How? More specifically how is this inevitable? The only argument that I have ever seen that profit equals exploitation was the Marxist one, and I reject that. I would be interested to see if you have a new justification for the idea. Note you are not saying that desire for profit can motivate people to exploit others but the when we aim for profit people do get exploited. Do you really mean that?

If that's true, we may be limited to Earth and her existing resources.

You yourself mention the astroids which could be a good source of resources. The most important resource limit is that of energy and we are not limited to the energy of the earth we can collect energy from the sun, but even ignoring this we have barely begun to tap the energy available on the earth. We have taped a lot of the energy that is cheaply available with current technology and techniques but we can and have improved the technology and techniques. The only absolute limit of energy from the earth is the energy that could be obatained by turning the earth into energy with 100% efficancy. A more realalistic limit is the energy that could be obtained by the combination of collecting a big portion of the solar energy that hits the earth and fusing hydrogen at a rate that uses up 10% of the ocean over say the time from now until the sun goes nova.

Corps. are a byproduct of capitalism. Their fortunes are intertwined.

Capitalism is more then the corporations. They exist because in a free market they have been found to be a relatively efficent way to allocate resouces for production. In fact corporations often work to restrict real capitalism by lobbying for restrictions that benefit them and give them an unfair advantage. Should some other idea come along that worked better (not that I can think of any) then that new thing would take over the place of corporations. Capitalism is just the idea of allowing people to act freely in terms of economic life, and the theory that describes how they act given this freedom. In any case Corporations do not equal evil. Mohammed Atta was a passanger on the airplane that became a deadly missile. He bought a ticket. Passangers are more closely connected to our system of air travel then corporations are to capitalism. So are passengers bad because Mohammed Atta was evil? Is air travel bad because passengers are bad. That is the type of argument you seek to make against capitalism and it does not hold water.

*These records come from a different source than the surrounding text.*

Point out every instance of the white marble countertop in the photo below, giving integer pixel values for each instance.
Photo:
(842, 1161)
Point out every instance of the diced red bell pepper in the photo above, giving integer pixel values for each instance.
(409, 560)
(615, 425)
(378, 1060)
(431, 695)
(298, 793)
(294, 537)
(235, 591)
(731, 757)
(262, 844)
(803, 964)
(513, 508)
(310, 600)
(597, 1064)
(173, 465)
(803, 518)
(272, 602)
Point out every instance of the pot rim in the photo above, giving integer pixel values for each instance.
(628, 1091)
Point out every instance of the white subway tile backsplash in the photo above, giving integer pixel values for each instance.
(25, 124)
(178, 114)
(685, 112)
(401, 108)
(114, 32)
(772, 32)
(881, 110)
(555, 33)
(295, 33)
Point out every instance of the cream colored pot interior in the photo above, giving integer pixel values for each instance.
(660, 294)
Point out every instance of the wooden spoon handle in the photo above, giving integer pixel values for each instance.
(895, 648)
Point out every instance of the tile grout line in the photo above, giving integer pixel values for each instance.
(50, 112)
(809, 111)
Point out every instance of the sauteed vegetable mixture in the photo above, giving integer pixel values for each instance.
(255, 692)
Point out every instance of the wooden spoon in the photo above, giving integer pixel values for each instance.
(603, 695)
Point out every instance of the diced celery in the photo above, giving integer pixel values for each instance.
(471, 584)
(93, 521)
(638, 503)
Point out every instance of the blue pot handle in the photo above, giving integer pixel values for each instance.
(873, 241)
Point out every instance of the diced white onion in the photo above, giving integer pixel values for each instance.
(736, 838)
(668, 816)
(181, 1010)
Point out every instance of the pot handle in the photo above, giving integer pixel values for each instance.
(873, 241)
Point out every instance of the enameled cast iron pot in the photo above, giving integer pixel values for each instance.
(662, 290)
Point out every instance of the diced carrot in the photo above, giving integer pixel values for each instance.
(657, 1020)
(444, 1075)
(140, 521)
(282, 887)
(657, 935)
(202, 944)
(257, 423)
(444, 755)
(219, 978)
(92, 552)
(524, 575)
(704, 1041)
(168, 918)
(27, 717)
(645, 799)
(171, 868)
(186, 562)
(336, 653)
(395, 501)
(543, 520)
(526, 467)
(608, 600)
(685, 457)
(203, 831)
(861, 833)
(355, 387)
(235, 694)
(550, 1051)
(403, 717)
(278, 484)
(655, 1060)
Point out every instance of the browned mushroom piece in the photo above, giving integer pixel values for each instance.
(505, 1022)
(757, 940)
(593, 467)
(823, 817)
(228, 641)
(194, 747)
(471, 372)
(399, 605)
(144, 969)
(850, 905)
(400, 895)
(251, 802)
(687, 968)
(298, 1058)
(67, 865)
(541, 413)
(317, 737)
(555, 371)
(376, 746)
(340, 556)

In fact, Russia was poor because it place its priorities in things that garnered it prestige and power, and because it siphoned its wealth off to the oligarchs, and consequently, its people were starving and given no real incentive to work harder.

The wealth that went to the oligarchs and the military hurt but the biggest problem was how the wealth that went to things for the people was wasted. Many of their industries where value subtractors even ignoreing the graft. The goods they produced where worth less then the input, because there was no capitalist incentive to produce what people actually want, or price signals to even know what people really want in a timely fashion.

Tim, I was speculating based upon the question you asked. I am not going try to defend it especially when anything non capitalistic automatically gets your ding.

There is a free economy, or a government run economy. Any third way is really just different proportions of one or the other. You haven't presented anything really different for me to even consider but then I don't think there is anything really different so I can hardly blame you. Command and control economies almost automatically get my ding but if you can point to one that you think worked well I will look in to it with a decently open mind.